To give you some perspective, the average amateur golfer hits drives in the 214 yards/drive range.
It was difficult for me to fathom how anyone could hit a ball like that at any age, particularly with 1970's golf equipment technology - an old steel shafted persimmon wood driver and balata ball.
The Bucket List and the 2001 PGA Championship
After college, I started working as a computer engineer in 1998. By that time, I had become a 14-handicap golfer (basically, an average amateur golfer) and had broken 80 once on the Walker Golf Course at Clemson University.
But I knew the corporate world wasn’t going to be for me for the long term, so, in my spare time I started checking off things on my bucket list.
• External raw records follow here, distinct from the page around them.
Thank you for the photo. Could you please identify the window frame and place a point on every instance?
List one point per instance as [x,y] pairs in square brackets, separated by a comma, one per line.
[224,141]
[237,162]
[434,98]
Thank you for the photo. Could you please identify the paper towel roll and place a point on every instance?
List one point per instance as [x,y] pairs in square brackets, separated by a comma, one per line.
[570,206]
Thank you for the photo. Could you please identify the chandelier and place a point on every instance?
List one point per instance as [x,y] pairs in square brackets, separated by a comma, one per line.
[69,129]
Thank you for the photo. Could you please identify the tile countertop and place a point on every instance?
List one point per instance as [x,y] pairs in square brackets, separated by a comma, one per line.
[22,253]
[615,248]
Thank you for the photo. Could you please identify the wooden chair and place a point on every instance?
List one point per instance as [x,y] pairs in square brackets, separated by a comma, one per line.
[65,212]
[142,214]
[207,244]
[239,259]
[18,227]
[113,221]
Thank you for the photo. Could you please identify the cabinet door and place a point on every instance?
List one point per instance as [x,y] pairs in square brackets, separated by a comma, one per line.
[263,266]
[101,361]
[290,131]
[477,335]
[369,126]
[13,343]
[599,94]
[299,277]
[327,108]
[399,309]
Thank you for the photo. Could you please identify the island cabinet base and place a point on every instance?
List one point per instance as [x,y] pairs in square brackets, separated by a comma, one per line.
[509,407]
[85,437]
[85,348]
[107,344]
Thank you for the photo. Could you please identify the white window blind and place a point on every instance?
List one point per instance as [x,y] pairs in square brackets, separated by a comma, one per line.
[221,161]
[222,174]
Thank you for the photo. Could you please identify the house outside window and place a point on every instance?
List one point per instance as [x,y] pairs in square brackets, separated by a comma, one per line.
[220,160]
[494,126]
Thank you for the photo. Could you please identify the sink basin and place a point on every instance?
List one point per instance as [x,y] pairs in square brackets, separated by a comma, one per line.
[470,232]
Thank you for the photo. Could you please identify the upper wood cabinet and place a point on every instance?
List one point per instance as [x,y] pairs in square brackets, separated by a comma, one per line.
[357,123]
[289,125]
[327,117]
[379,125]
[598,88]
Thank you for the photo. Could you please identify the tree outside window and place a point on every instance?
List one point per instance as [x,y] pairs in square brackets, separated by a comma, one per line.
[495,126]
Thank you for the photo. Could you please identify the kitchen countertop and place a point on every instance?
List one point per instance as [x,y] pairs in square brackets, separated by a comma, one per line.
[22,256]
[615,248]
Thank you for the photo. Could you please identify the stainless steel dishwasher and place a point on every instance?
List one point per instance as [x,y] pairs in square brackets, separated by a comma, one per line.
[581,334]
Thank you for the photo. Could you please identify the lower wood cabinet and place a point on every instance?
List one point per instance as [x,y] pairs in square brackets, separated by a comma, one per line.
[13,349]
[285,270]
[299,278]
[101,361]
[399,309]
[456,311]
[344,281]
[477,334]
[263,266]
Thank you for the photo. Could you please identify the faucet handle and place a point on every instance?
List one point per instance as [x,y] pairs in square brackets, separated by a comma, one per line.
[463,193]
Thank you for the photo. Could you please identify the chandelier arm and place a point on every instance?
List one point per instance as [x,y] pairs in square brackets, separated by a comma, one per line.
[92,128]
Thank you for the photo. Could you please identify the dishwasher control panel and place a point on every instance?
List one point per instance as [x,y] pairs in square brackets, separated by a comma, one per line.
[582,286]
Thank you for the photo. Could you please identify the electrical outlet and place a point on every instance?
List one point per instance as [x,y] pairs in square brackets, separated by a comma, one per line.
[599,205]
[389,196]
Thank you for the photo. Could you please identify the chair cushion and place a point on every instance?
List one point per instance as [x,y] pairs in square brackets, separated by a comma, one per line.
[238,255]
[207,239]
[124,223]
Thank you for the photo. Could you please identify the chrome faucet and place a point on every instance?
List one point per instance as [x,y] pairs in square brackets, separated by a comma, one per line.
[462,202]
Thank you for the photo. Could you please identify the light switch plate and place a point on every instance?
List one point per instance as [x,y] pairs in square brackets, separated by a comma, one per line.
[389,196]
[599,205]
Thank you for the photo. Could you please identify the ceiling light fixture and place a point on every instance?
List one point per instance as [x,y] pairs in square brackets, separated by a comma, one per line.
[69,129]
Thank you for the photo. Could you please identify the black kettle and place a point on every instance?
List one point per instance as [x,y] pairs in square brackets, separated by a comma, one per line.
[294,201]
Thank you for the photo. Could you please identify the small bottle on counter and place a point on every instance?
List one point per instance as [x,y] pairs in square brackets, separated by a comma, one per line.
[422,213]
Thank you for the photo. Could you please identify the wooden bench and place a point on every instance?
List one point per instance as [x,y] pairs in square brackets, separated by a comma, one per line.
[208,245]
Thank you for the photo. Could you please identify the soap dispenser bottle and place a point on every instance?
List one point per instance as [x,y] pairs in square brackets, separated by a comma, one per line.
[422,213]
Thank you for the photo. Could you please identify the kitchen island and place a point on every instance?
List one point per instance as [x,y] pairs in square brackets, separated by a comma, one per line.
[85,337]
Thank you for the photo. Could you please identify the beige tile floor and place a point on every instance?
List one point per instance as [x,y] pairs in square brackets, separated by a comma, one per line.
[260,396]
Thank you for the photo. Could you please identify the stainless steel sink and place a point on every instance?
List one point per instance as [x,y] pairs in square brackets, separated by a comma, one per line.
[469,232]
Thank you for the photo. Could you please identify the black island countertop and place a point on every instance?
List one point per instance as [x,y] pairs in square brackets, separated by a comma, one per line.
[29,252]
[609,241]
One of those things was to go to every major sports event at least once – for example, one Super Bowl, one NBA Finals, the tennis Grand Slams (which I’ve now been lucky enough to do), etc. One week when I was 25, I happened to be working in Atlanta training technicians on our proprietary software and the last day of training for the week on Friday got cancelled. With the extra time I then had, I bought myself a ticket to the 2001 PGA Championship at Atlanta Athletic Club, the one David Toms won with the hole-in-one on the Par 3 15th hole.
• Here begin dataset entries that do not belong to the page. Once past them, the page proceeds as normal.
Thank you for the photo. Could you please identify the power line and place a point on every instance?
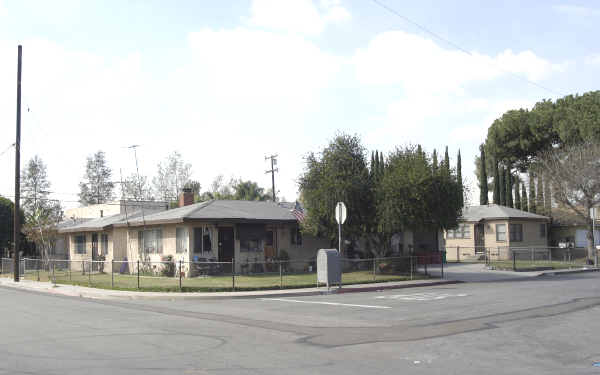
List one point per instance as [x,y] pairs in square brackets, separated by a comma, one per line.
[458,47]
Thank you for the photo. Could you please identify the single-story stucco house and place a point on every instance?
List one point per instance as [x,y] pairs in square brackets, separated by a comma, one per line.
[215,230]
[497,228]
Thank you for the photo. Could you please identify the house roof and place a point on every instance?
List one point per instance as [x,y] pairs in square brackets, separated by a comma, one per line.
[496,211]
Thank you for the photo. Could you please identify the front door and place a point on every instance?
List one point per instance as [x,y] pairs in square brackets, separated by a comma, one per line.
[479,238]
[226,244]
[94,246]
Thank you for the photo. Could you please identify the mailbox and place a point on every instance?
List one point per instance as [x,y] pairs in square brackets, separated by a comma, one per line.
[329,270]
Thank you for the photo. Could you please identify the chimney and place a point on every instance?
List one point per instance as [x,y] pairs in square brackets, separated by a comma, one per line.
[186,197]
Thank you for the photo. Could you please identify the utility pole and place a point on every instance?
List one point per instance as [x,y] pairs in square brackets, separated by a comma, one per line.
[16,220]
[272,172]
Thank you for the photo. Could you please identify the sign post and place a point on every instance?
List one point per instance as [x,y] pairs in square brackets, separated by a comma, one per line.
[593,216]
[340,217]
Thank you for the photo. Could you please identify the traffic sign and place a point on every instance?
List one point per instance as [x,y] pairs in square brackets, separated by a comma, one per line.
[340,212]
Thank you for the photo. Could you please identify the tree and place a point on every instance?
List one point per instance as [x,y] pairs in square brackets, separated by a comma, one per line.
[524,203]
[508,190]
[136,188]
[532,202]
[41,213]
[539,198]
[172,174]
[96,186]
[517,195]
[338,174]
[249,191]
[459,179]
[502,184]
[483,184]
[547,196]
[412,197]
[497,183]
[574,172]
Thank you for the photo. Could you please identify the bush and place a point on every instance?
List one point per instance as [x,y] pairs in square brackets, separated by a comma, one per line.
[168,267]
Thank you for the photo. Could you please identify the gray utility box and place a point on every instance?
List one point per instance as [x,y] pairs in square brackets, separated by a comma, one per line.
[329,270]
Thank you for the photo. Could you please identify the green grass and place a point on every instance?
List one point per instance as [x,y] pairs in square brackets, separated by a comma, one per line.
[528,264]
[211,283]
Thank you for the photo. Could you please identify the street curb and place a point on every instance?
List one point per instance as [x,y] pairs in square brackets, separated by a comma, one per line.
[56,290]
[565,272]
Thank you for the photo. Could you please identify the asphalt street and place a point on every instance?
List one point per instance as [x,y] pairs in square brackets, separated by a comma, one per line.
[541,325]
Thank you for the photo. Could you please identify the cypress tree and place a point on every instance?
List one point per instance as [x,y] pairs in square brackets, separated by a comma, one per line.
[524,205]
[508,180]
[547,196]
[502,186]
[446,162]
[539,198]
[517,195]
[532,202]
[461,197]
[483,189]
[497,183]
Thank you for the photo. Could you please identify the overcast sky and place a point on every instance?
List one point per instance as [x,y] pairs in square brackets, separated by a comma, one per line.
[227,82]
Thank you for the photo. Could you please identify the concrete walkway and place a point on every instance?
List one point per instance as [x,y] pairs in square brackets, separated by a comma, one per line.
[85,292]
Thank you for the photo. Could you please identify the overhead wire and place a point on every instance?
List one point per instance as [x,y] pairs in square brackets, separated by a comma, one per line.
[458,47]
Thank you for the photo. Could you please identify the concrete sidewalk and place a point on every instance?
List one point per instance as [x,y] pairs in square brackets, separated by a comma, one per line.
[95,293]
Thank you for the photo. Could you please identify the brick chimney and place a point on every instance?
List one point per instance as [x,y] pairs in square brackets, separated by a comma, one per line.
[186,197]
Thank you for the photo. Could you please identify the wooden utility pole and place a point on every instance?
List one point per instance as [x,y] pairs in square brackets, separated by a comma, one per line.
[16,220]
[272,172]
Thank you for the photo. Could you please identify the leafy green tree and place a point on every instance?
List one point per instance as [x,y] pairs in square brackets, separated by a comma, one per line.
[517,194]
[524,203]
[483,183]
[338,174]
[539,198]
[96,186]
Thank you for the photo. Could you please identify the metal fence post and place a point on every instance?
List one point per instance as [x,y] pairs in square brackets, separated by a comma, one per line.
[374,265]
[112,273]
[280,275]
[233,274]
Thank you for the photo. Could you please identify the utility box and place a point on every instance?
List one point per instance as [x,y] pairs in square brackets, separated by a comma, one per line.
[329,270]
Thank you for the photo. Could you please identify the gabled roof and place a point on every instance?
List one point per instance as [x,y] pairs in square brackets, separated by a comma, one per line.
[233,210]
[496,211]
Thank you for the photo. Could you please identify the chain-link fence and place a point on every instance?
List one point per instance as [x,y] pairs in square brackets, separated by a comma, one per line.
[218,276]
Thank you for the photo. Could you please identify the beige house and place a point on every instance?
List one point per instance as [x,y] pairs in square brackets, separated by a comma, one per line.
[497,229]
[214,231]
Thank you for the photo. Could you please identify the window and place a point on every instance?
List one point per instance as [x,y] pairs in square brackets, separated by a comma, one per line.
[150,241]
[250,244]
[543,230]
[501,232]
[516,232]
[80,244]
[104,244]
[181,235]
[296,236]
[463,231]
[202,239]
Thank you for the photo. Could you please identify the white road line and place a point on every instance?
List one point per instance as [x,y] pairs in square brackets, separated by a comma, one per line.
[325,303]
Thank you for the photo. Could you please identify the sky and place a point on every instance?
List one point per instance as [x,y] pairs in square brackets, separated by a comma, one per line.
[226,83]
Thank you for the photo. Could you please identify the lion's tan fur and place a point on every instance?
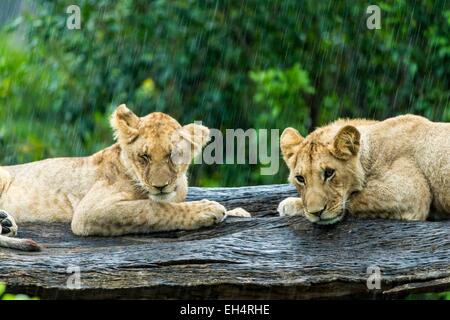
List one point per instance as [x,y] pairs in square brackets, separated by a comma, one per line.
[398,168]
[115,191]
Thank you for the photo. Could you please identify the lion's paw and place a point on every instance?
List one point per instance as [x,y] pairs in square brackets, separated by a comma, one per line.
[210,213]
[290,207]
[238,212]
[8,226]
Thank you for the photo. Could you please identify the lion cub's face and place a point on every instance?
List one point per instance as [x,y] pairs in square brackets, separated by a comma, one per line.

If you’ve ever been to a major tour event, you know that the holes are roped off. Once the players pass, the marshals open the ropes and let the crowds pass across the hole. As it worked out, I was the only person at one of these crossings. As I got to the middle of the fairway, I had the view of a player being inside the ropes looking out at the galleries. At that moment, I felt like the sky got brighter, a veil was lifted, I felt warmer, and I first got the inspiration to pursue a career as a professional golfer.
Meeting Dan Shauger and Mike Austin
It took me about a year after that to muster up the strength and courage to quit the stability of my computer engineering job, but I finally did.
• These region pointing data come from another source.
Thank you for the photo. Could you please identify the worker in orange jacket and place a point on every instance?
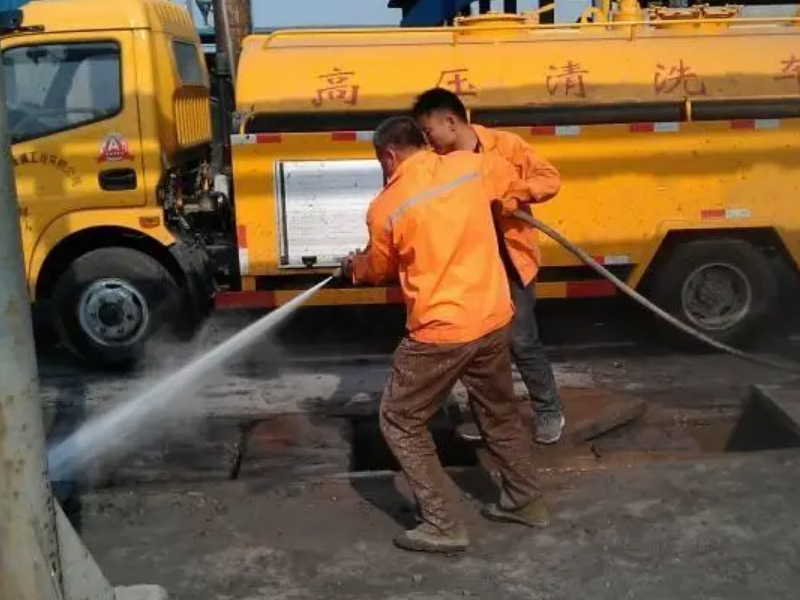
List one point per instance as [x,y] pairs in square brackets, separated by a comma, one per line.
[431,228]
[443,117]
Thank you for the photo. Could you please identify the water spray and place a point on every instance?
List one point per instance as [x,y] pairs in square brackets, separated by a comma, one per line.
[118,424]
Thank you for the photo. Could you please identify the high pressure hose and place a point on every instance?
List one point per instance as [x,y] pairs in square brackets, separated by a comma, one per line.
[582,255]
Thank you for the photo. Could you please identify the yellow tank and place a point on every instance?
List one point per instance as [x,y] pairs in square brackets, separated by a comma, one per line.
[676,134]
[493,62]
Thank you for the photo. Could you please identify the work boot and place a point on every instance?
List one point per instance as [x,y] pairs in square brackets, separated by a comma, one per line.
[549,427]
[427,538]
[533,514]
[469,432]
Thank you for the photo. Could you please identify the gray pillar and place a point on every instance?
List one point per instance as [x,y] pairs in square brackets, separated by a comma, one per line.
[29,558]
[41,556]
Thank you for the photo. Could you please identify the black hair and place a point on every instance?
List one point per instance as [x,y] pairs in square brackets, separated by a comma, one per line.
[401,132]
[439,99]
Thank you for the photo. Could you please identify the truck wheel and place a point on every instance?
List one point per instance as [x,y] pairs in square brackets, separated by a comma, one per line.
[726,289]
[109,301]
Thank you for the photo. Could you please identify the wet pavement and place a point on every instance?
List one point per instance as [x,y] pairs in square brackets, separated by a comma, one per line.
[276,484]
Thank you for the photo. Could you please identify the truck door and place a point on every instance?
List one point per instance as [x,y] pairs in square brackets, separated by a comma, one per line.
[74,126]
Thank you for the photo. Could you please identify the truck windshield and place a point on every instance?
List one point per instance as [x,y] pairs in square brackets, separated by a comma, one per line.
[54,87]
[188,63]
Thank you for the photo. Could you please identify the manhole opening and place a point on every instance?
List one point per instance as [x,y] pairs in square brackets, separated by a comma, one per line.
[759,429]
[371,453]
Unfortunately, the culture at my computer engineering got pretty bad due to the company getting sold and restructured multiple times. That ended up being a positive, though, because it helped give me the courage to make the leap.
I also had gotten to a place mentally where I didn't want to turn 40 and wonder if I could've made it had I only tried. Plus, unlike many other sports where players start retiring around 30, I figured with golf I would have time to get good. In fact, if one is healthy and motivated, one can be a competitive tournament golfer almost to "normal" retirement age.
At 27, I sold everything I owned, packed up what remained into my car, drove out west from Kansas City to California feeling an aliveness like never before, lived in a sleeping bag in a dirty garage for a year, and got up about every day and, literally through a lot of blood, sweat, and tears, got myself good enough to turn pro and cash my first check 6 months later when I won the Pinnacle Distance Challenge with a televised 381-yard drive.
This progress was in part due to a serendipitous meeting I had when I first moved to California. About a month after I had moved out to Los Angeles, I was on the driving range on a really windy day. There was one other guy behind me practicing as well. All of a sudden, a huge gust of Santa Ana wind came up and I stumbled back into the space where he was hitting. I would have crashed into him if it not for the wind blowing him backwards as well. It got us chatting and we remarked on our dedication to practicing in such adverse weather.
That guy, the late Dan Shauger, had just retired from building movie and TV sets in Hollywood, was teaching golf in his retirement and was there that day at the course contemplating getting a membership so he could take a crack at the Senior Tour. He ended up being inspired by what I was doing, bought himself a membership so we could practice together, and he also offered to start teaching me pro bono. As it turns out, he was also great friends with an old pro named…you guessed it, Mike Austin.
Here I was, just starting my golf career, and I was getting to meet the very same Mike Austin that stood out to me all those years ago as I kid when I would read the Guinness Book of World Records.
Sometimes I wonder if those moments I remember vividly as a kid were a foreshadowing of destiny to come. Maybe it was just chance. I’m not sure. But it still amazes me how those dots somehow connected in such a surreal way.